В его голосе Эцио расслышал самую удивительную смесь эмоций, которую прежде никогда не встречал — благоговение, трепетное ожидание, счастье, но и опасение и осознание груза ответственности. А слова о цивилизации и наследии пробудили в Эцио непривычно-тревожную сейчас интуицию. Что-то глубоко внутри подсказало Эцио: все, что его ждет впереди, столь же странно и непонятно, как и все происходившие в его жизни в последние шесть месяцев странности вроде сомнительных снов и мутных разговоров с родителями. Но он не решился поднять эту тему в разговоре с начальником, решив, для начала, узнать о грядущих изменениях хоть толику реальной информации.
Следующую часть пути они проделали в молчании, еще более странном, чем прежде. Макиавелли смотрел в окно, раздумывая о чем-то, Адевале тихо подпевал песне на радио, а сам Эцио смущенно разглядывал свои руки. Ближе к шести утра они свернули с трассы на проселочную дорожку, едва заметную, по мнению Эцио, даже при ярком солнечном свете и абсолютно неразличимую на рассвете, и еще с полчаса углублялись по ней в лес. Наконец они выехали к огороженной высоким забором территории и остановились у крепких ворот. Адевали достал из кармана пульт дистанционного управления и открыл им ворота. С ворчливым скрипом петель ворота поддались и открылись внутрь, впуская машину во двор. И за столь серьезной оградой Эцио с еще более возросшим удивлением увидел… гигантское поместье.
— Вот мы и здесь, — сказал Макиавелли, когда Адевале высадил их у парадного входа и повел машину в гараж.
Они поднялись по ступенькам, и Макиавелли, отперев двери своим ключом, открыл их и первым шагнул внутрь. Последовав за ним, Эцио оказался в темном, неосвященном холле. Из холла они свернули в правый коридор, такой же темный и лишенный света, и медленно по нему прошлись. Лишь светлеющее небо освещало им дорогу, и во вкрадчивом сумраке, клубившемся по углам, все вокруг казалось Эцио чуть более мрачным, чем было на самом деле.
— Знаете, сэр, — несмело сказал он, когда они вошли в гигантскую квадратную комнату, больше напоминавшую гостиную с ее здоровенным камином, ни разу еще не топившимся, очевидно, и мебелью, явно перевезенной лишь недавно и еще покрытой белыми чехлами или транспортировочной упаковкой, — этот дом больше на жилой похож, заброшенный, разве что. Или на недавно построенный. Разве можно тут какие-то исследования проводить?

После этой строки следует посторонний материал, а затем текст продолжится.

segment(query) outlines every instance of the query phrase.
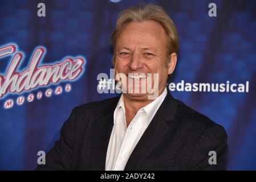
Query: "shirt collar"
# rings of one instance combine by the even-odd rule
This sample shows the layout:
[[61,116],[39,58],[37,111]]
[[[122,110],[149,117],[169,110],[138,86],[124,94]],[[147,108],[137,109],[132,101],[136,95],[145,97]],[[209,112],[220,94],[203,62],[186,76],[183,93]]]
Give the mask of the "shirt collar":
[[[147,105],[144,106],[143,107],[141,108],[139,111],[138,113],[140,110],[143,110],[145,111],[145,113],[147,114],[147,118],[148,118],[148,126],[149,125],[150,122],[152,120],[153,118],[155,116],[155,114],[156,114],[156,113],[159,109],[159,107],[161,106],[161,104],[164,101],[166,96],[167,94],[167,89],[165,88],[164,92],[162,93],[162,94],[159,96],[156,99],[155,99],[153,102],[151,102]],[[120,111],[120,110],[123,110],[123,113],[124,115],[125,115],[125,109],[124,107],[124,98],[123,94],[121,94],[119,101],[118,101],[117,105],[116,105],[116,109],[114,111],[114,121],[113,123],[115,125],[115,121],[116,121],[116,113],[118,111]]]

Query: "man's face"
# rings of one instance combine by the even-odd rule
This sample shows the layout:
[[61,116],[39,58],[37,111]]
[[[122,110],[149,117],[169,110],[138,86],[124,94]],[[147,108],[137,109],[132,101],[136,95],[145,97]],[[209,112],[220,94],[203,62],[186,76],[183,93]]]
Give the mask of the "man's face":
[[[123,79],[126,80],[126,86],[123,85],[124,80],[122,81],[122,87],[127,89],[127,93],[124,93],[125,96],[136,100],[147,99],[150,93],[147,85],[144,84],[147,82],[152,84],[152,88],[154,83],[157,85],[154,86],[158,86],[159,94],[164,91],[168,75],[173,72],[177,57],[174,53],[175,63],[172,63],[173,55],[166,57],[167,36],[159,23],[153,20],[128,23],[123,28],[115,46],[115,73],[125,76]],[[151,76],[143,76],[148,73],[151,73]],[[154,73],[158,74],[158,84]],[[138,77],[138,75],[143,76]],[[128,85],[129,82],[132,84]],[[141,89],[143,87],[144,90]],[[136,89],[139,92],[135,92]],[[146,92],[142,91],[145,90]]]

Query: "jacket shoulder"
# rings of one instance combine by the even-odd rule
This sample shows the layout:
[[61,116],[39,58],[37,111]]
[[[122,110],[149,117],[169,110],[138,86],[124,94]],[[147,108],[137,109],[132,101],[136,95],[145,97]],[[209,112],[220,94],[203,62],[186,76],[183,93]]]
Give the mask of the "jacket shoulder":
[[185,105],[182,101],[174,99],[177,105],[176,119],[179,124],[192,130],[203,131],[208,128],[222,128],[209,117]]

— Тут ты прав, Эцио, лукавить не буду, — с мягкой усмешкой сказал Макиавелли, проводя рукой по спинке укрытого чехлом дивана. — Этот дом был достроен лишь на прошлой неделе. И он мой. Мой первый настоящий дом, где я собираюсь жить со своей семьей. Если начистоту, я планировал сделать это место укрытым от большого мира гнездышком, где можно уединиться и провести недельку-другую за отдыхом или хобби. Для этого я начал оборудовать здесь все необходимое и увлекся, так что домашняя лаборатория вышла чуть лучше, чем в центре. А там уж дошли руки до библиотеки, спортивной площадки и всего остального, словом, я случайно превратил это место в нечто более серьезное, чем собирался изначально. И недавно я осознал, что именно здесь могу попробовать поработать над тем, что надолго забросил.

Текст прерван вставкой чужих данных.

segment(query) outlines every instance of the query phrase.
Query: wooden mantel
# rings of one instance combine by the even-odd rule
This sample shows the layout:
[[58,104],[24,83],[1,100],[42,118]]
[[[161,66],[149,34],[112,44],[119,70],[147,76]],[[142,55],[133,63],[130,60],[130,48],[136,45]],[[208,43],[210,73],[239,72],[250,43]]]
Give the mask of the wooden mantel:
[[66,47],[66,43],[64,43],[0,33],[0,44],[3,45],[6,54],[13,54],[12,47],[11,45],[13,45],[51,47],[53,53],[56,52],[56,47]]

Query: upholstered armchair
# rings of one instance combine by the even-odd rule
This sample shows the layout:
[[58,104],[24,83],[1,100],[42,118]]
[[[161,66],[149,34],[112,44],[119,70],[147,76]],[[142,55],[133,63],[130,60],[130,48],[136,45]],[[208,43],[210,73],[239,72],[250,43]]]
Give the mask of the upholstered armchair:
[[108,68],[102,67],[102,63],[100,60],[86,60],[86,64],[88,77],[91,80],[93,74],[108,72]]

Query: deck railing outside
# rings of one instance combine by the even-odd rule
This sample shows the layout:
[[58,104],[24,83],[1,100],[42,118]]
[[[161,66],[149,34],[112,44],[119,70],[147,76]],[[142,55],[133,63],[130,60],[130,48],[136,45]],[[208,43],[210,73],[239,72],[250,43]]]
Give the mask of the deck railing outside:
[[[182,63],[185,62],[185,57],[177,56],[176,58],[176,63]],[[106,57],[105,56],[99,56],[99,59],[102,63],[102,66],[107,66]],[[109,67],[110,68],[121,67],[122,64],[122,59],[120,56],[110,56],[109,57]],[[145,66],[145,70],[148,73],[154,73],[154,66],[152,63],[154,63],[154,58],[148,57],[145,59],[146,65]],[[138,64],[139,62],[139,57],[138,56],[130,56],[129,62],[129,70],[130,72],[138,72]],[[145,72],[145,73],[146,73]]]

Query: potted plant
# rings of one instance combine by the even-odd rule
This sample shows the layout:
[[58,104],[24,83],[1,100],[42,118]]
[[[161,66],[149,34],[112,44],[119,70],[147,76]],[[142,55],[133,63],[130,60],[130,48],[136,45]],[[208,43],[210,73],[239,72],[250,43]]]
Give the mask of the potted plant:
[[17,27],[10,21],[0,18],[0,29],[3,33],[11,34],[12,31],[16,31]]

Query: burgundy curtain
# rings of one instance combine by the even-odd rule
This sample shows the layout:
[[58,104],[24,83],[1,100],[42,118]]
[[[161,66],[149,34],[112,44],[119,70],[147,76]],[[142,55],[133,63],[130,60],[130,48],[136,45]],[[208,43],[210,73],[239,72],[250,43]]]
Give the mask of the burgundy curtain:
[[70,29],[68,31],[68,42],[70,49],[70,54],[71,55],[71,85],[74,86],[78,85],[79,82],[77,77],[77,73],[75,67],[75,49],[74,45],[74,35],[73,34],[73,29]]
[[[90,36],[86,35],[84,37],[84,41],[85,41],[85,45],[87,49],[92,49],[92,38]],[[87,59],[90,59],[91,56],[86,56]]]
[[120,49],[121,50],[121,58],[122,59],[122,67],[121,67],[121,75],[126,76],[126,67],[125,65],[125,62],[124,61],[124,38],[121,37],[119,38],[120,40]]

Упоминание семьи Макиавелли отчего-то заставило Эцио смущенно улыбнуться.
— Босс… позволите немного личный вопрос? — когда Макиавелли хмыкнул, позволяя ему продолжить, Эцио взволнованно сглотнул невесть откуда образовавшийся в горле ком и договорил. — Ваш парень-то в курсе? Ну, про дом, проект, вот это вот все.
Макиавелли, чем удивил и заставил Эцио с облегчением выдохнуть, искренне расхохотался, да так сильно, что аж раскашлялся.

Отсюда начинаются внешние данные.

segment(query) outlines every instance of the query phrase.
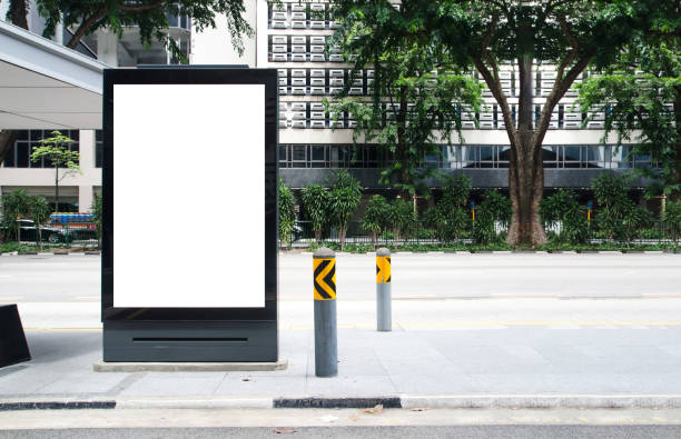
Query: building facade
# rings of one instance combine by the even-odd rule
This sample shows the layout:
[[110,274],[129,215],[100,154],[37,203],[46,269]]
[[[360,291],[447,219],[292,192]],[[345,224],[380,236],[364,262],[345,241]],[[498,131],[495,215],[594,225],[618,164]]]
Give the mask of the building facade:
[[[198,33],[191,29],[189,17],[170,18],[170,32],[194,64],[247,64],[274,68],[279,73],[279,166],[284,181],[294,189],[313,182],[325,182],[335,169],[345,168],[361,180],[368,192],[389,194],[389,187],[378,183],[383,152],[375,144],[353,144],[352,114],[340,114],[338,121],[324,112],[323,99],[332,98],[347,81],[349,66],[343,62],[338,50],[325,53],[326,39],[333,34],[336,23],[320,19],[329,3],[320,0],[284,0],[268,4],[266,0],[246,1],[246,17],[256,30],[255,38],[245,40],[245,53],[239,57],[229,40],[225,19],[218,17],[216,29]],[[7,2],[0,3],[7,8]],[[396,6],[398,7],[398,6]],[[41,31],[41,21],[31,8],[29,22]],[[4,17],[4,12],[0,10]],[[61,31],[60,39],[68,39]],[[79,50],[111,67],[135,67],[172,62],[162,47],[144,48],[135,28],[124,37],[98,31],[83,41]],[[584,73],[579,81],[582,81]],[[542,110],[545,97],[553,87],[556,72],[551,66],[536,66],[535,113]],[[373,70],[366,69],[353,80],[351,96],[366,96]],[[512,112],[516,112],[520,92],[519,73],[513,66],[503,67],[502,86],[509,97]],[[482,82],[482,79],[480,79]],[[650,167],[650,158],[630,156],[631,147],[603,144],[603,114],[582,114],[573,109],[578,92],[571,89],[552,116],[551,127],[544,140],[545,187],[588,189],[601,172],[623,172],[638,167]],[[442,153],[425,158],[425,164],[444,173],[463,172],[473,187],[506,188],[509,182],[509,139],[501,112],[488,91],[484,92],[486,108],[481,113],[465,113],[463,144],[443,144]],[[393,110],[397,110],[393,108]],[[589,120],[589,121],[588,121]],[[101,187],[101,133],[65,127],[76,140],[72,148],[81,154],[82,173],[62,181],[61,193],[69,210],[87,211],[93,193]],[[0,168],[2,191],[26,188],[48,199],[53,196],[53,169],[48,163],[28,160],[36,141],[47,132],[31,130],[22,133],[12,152]],[[614,140],[614,139],[613,139]],[[428,186],[437,188],[433,179]],[[634,182],[643,187],[644,181]],[[394,193],[394,192],[393,192]],[[60,197],[61,198],[61,197]]]
[[[9,2],[0,2],[0,19],[6,19]],[[29,31],[41,34],[45,19],[37,11],[33,1],[28,8]],[[186,56],[190,54],[191,19],[187,16],[168,17],[168,32],[178,41]],[[52,38],[58,44],[66,44],[71,38],[68,29],[59,27]],[[77,51],[97,59],[109,67],[137,67],[140,64],[166,64],[177,62],[159,43],[142,47],[137,28],[127,28],[122,37],[101,30],[83,38]],[[0,129],[16,127],[0,127]],[[60,176],[59,210],[90,211],[95,196],[101,192],[102,133],[100,130],[81,129],[61,124],[45,129],[20,130],[19,137],[10,148],[0,166],[0,194],[24,189],[31,194],[40,194],[55,204],[55,168],[46,160],[31,161],[31,152],[40,146],[39,141],[59,130],[73,140],[69,149],[80,153],[80,172]]]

— Парень? Право, Эцио, — утирая слезы, выступившие на глазах, Макиавелли оперся на спинку дивана и фыркнул. — Едва ли можно назвать парнем человека, с кем прожил тридцать лет.
— Ну а как тогда? — нахмурился Эцио. — Не мужем же.
— Отчего нет? — Макиавелли показал ему свою правую руку с массивным кольцом, инкрустированным красным драгоценным камнем, на безымянном пальце. — Мы обручились на седьмой год отношений. Я его так и зову. Мужем.
— Оу. Значит, поправками вы все-таки воспользовались? — Эцио нахмурился еще сильнее, увидев, как вытянулось от его слов лицо Макиавелли, и осознав, что ответ на его вопрос будет отрицательным. — Да ладно…
— Не нужно так сильно этому удивляться, Эцио, — не без горечи в голосе и взгляде сказал Макиавелли. — Проведя почти всю жизнь в тенях, с большим трудом привыкаешь к возможности выйти на свет. Все кажется, что возможность эта ненастоящая, а даже если и настоящая, страшно, что она вот-вот испарится. Ты знаешь, у меня много связей, и благодаря им я пристально следил за принятием поправок. Я знаю, сколь многого это стоило, и как шатко положение новых, столь нужных людям вроде меня, но непонятных остальным законов. Я не хочу обнадеживать свою семью подготовкой к свадьбе, которую еще не факт, что мы действительно успеем провести.
Они помолчали еще немного. Попривыкнув немного к такому необычно-откровенному начальнику, Эцио осторожно присел на спинку дивана рядом с ним.
— На вашем месте, я бы все же это сделал. Ведь это больше, чем поход к алтарю и вечеринка, это ведь еще и про ваши возможности и права, — тихо сказал он еще через несколько минут молчания. — Я знаю, это странно, но… Я жалею, что мы с Кристиной были так долго помолвлены, хотя могли жениться в любой момент.
— О, Эцио, — лицо Макиавелли смягчилось от этих слов. Он ласково потрепал парня по плечу. — Вы ведь были совсем детьми… Да, взрослыми по закону, но такими юными…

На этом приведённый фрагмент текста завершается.